29 mars 2014

BIO -SHS -IA : Découverte du monde sonore par augmentation humaine.

Johanne Milne, une britannique de 40 ans, atteinte du syndrome d'Usher, vient de subir une opération au Midlands Implant Centre du Queen Elizabeth Hospital de Birmingham (ici), l'équipant d'implants cochléaires. Née sourde, elle est également malvoyante depuis une vingtaine d'années, et vivait dans un monde relativement coupé de l'environnement, ce qui est la caractéristique terrible de cette maladie.
Elle a été équipée d'implants électroniques (ref.) qui lui ont permis de récemment recouvrer l'ouïe. En fait, il ne s'agit pas d'une audition normale, mais l'implant étant inséré sous la peau à proximité de l'oreille, il stimule par des électrodes le nerf auditif.

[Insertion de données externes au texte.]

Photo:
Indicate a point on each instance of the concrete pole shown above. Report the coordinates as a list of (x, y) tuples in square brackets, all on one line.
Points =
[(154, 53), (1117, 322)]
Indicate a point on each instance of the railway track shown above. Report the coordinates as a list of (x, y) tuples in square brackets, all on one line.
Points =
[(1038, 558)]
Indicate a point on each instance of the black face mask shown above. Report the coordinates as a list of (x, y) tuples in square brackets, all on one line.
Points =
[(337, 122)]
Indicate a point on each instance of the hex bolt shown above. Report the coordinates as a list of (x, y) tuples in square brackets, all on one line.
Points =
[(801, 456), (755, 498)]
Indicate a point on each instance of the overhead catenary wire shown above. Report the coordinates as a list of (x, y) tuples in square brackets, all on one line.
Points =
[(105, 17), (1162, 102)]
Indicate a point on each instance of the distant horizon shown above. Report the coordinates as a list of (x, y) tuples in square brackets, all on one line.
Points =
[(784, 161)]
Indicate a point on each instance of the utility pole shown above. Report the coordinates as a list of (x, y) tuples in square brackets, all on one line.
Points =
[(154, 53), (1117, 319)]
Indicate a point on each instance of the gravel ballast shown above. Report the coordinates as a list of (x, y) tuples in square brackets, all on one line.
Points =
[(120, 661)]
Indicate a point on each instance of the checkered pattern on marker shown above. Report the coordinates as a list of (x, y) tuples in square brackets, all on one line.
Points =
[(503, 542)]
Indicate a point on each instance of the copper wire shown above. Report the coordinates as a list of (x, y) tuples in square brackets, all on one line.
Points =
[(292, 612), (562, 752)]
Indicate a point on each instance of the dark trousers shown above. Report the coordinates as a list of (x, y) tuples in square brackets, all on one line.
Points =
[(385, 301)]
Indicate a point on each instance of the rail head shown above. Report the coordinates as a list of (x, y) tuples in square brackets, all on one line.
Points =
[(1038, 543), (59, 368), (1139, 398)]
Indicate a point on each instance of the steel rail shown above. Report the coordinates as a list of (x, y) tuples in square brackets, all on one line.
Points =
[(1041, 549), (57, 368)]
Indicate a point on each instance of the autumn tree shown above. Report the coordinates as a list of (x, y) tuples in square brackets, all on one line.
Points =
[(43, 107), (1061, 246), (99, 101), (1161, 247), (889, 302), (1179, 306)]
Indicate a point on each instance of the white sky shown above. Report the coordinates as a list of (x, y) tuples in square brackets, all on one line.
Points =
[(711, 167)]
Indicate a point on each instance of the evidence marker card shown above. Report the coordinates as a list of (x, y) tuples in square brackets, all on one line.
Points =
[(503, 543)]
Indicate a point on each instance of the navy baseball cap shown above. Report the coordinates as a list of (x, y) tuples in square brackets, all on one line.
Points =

Le patient est alors obligé d'apprendre ou réapprendre à faire correspondre des stimulations particulières avec des réponses neuronales dans une nouvelle correspondance sensorielle apprise, à élaborer et à stabiliser.
Une vidéo de l'instant où la jeune femme entend pour la première fois a été postée sur YouTube (ici) ; on la voit entendre et découvrir la voix de son médecin.
Au delà de la découverte de son nouveau sens, Joanne Milne va donc devoir maintenant apprendre à reconnaître les sons et les caractéristiques sensibles du monde sonore : "The first day everybody sounded robotic and I have to learn to recognise what these sounds are as I build a sound library in my brain". L'étude de son comportement d'apprentissage et de l'acquisition de ses nouvelles performances sera probablement très instructive pour la compréhension du système auditif et de la cognition sonore. Notamment, il conviendra d'étudier les préférences, les aptitudes différentielles, notamment en rapidité d'apprentissage, et surtout si la personne supportera ces nouvelles informations et comment elle aura recours à l'interruption temporelle de ses prothèses fonctionnelles.

Deux remarques sont à développer ici, et ferons l'objet d'un séminaire de l'ENSC.
1/_ La première concerne le bonheur et l'augmentation. Après avoir vu la vidéo, nous touchons ici à la compréhension de l'ambition transhumants te positive : augmenter l'homme pour son bonheur. Si c'est air aussi simple! L'augmentation doit elle être récupératrice, clinique ou au contraire à méliorative des personnes saines ? Pourquoi ne pas mieux entendre si la technologie permet de dépasser la performance naturelle ? Et qui a-t-il droit de bénéficier d'une telle technologie ? Tous les malades, ceux qui en ont les moyens financiers ? Tous les hommes normaux ou seulement certains privilégiés ? Et lorsque ce type de technologie serait utile au travail, a-t-on le droit de la refuser sans être licencié, ou la technologie implantée va-t-elle imposer de nouvelle normes aux travailleurs ? À-t-on le droit d'imposer cette technologie, qu'elle soit durative ou d'obligation sociale, à des personnes vulnérables, enfant sourd, personnes âgées, prisonniers judiciaires ou simplement de la politique de l'emploi de patrons festives ? À-t-on le droit de refuser, y-a-t'il un droit à la surdité ? etc.
2/_  La seconde concerne la connaissance du Monde et l'existence des qualia (ref.). L'expérience de pensée des "couleurs de Marie" ("What Mary Didn't Know" de Frank Jackson - Journal of Philosophy 83, pp. 291-295, 1986 -  article posant la question de savoir ce qu'on apprend de plus de l'expérience par rapport à la connaissance symbolique), trouve ici un mode de réfutation inattendu. Manifestement, même si Joanne a connu beaucoup de choses de ce qu'on lui disait du monde auditif, elle semble avoir découvert quelque chose de nouveau dans la confrontation brutale à l'expérience sensible. Sont-ce les qualia, terme par lequel on désigne les propriétés subjectives, qualitatives, de l'expérience réelle ? Une pierre dans le jardin des idéologues du tout symbolique. La connaissance sensible est ici clairement démontrée par l'expérience vivante, renvoyant au placard des fantasmes technologiques le projet du Google brain et autres projets de cerveaux artificiels : un cerveau sans le corps, ce n'est rien, et un corps sans expérience sensible et apprentissage corporel, ce n'est certainement qu'un morceau de viande ... ou de ferraille, pour les techno-convaincus de la pensée artificielle.